I also found it amusing that the premiere screening was organized by SFU's "Canadianized Asian Club", which sounds very much like a tongue-in-cheek name to give one's ethnic club, unless they take it seriously, and where I think that it pushes the categorization of visible minorities very far. The context (Vancouver) surely applies for such compartmentalization, but even at McGill, there were at least three main "Asian" clubs from the time when I was a student (99-04), namely the Chinese one (MCSS), the Taiwanese one (MTSA), and the North American born one (MANABA), as well as a few recent ones that weren't there when I was a student, like the Mainland Chinese one (CSSA - led by a former CTF member, and whose "about us" is the most honest thing I've read in a long time, in that it isn't even trying to be particularly outsider-friendly, as all ethnic societies tend to do at least for show, and probably compliance for student funding), or the Hong Kong one (HKSN - that was totally founded this year), and the presumably defunct ones, like the Chinese Christian one.
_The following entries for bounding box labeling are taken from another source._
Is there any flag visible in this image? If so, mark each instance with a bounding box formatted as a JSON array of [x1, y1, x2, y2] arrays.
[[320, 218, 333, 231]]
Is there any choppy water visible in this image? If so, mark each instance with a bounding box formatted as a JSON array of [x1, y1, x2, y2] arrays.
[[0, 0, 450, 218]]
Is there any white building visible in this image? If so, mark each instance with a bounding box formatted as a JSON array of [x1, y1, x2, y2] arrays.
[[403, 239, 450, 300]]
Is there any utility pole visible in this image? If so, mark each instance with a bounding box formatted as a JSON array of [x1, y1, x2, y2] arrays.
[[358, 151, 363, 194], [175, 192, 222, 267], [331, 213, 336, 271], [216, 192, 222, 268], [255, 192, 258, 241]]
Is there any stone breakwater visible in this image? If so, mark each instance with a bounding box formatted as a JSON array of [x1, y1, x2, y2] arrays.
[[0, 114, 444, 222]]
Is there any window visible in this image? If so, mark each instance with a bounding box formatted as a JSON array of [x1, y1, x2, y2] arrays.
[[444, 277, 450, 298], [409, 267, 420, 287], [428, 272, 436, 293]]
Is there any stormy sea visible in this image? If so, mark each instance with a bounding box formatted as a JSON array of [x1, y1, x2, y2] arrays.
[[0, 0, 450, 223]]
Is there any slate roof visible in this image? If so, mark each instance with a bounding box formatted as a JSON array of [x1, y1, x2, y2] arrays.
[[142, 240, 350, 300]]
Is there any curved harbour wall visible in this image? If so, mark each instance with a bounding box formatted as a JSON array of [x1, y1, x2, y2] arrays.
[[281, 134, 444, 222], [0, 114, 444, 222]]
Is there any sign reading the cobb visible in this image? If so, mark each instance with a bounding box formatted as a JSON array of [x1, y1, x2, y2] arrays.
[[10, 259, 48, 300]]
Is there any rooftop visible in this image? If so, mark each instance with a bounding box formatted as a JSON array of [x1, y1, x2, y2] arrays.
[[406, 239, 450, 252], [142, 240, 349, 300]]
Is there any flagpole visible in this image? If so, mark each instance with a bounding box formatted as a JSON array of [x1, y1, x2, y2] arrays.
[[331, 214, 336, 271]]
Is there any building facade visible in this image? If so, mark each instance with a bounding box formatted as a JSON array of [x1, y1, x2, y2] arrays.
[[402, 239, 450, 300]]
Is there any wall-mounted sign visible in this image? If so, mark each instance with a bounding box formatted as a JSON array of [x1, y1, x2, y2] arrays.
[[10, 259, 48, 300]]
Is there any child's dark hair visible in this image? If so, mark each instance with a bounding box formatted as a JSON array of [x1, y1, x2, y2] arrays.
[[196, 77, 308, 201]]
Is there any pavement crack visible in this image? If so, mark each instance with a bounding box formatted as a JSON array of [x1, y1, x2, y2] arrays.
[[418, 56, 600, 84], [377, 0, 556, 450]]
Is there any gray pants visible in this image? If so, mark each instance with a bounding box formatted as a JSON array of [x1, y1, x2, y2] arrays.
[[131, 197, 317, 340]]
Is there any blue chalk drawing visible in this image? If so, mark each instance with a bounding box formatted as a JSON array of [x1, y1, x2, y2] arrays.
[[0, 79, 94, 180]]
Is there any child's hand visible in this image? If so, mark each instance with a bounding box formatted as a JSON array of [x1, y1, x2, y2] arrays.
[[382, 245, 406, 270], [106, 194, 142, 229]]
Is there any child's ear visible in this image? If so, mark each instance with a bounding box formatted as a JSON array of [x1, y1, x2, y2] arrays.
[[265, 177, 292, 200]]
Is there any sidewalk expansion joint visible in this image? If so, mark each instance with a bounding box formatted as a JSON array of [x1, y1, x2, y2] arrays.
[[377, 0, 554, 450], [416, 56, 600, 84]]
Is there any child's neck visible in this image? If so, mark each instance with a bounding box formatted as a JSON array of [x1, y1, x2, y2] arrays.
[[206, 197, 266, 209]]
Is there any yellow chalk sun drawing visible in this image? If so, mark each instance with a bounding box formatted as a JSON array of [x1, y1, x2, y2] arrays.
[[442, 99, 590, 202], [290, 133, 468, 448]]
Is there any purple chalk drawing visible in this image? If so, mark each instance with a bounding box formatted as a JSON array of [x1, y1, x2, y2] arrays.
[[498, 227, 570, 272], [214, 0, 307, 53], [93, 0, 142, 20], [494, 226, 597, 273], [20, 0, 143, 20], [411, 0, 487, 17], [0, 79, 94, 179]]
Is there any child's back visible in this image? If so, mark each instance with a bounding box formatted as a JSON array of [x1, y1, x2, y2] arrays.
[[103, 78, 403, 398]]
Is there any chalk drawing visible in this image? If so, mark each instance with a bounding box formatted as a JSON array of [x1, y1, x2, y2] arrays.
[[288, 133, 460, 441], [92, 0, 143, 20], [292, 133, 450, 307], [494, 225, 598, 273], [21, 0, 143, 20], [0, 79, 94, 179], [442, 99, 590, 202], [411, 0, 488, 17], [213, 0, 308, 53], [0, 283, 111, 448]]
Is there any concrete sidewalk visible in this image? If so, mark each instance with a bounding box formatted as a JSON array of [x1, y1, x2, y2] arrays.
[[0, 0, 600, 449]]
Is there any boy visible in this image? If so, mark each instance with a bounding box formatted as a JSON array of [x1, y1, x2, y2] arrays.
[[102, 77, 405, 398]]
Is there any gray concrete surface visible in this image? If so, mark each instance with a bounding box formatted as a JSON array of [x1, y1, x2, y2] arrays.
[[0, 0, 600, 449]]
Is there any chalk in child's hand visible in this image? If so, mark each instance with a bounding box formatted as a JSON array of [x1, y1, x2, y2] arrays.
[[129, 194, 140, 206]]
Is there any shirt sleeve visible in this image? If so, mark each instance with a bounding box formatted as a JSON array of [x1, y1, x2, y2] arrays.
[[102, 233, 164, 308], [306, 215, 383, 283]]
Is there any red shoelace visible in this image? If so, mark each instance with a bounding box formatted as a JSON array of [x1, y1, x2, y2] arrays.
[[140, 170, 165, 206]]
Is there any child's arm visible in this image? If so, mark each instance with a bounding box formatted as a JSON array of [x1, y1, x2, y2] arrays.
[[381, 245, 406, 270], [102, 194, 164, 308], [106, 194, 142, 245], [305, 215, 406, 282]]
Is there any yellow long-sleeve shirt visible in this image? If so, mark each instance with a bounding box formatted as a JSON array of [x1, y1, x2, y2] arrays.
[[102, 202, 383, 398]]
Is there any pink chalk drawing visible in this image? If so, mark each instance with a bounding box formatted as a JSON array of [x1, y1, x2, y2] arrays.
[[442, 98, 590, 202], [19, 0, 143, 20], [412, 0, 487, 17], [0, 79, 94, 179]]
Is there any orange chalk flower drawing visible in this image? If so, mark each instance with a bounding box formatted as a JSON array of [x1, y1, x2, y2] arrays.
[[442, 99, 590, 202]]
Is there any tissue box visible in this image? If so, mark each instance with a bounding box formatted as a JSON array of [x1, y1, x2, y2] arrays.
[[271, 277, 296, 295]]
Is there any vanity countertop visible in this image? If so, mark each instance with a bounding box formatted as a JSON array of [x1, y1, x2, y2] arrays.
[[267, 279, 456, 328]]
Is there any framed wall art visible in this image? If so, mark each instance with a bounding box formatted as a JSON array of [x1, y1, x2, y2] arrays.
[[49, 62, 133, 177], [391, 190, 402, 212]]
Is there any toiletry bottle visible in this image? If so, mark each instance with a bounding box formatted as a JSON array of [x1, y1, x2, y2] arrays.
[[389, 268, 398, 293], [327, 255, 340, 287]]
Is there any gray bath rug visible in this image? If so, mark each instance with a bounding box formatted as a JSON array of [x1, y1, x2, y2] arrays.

Well, my own experience with ethnic societies started with putting a sign-up sheet on a public billboard for an Asian students' society at my old cegep, and ended with someone printing "no to ghettoization" over it. Eventually, it became interesting to know why it was deemed unacceptable there (not only b/c of the message, but b/c noone signed up, except for one or two of my best buddies, for encouragement), and why it is tolerated in other places, by sheer pressure of numbers or by putting sufficient warnings that "we are teh inclusive".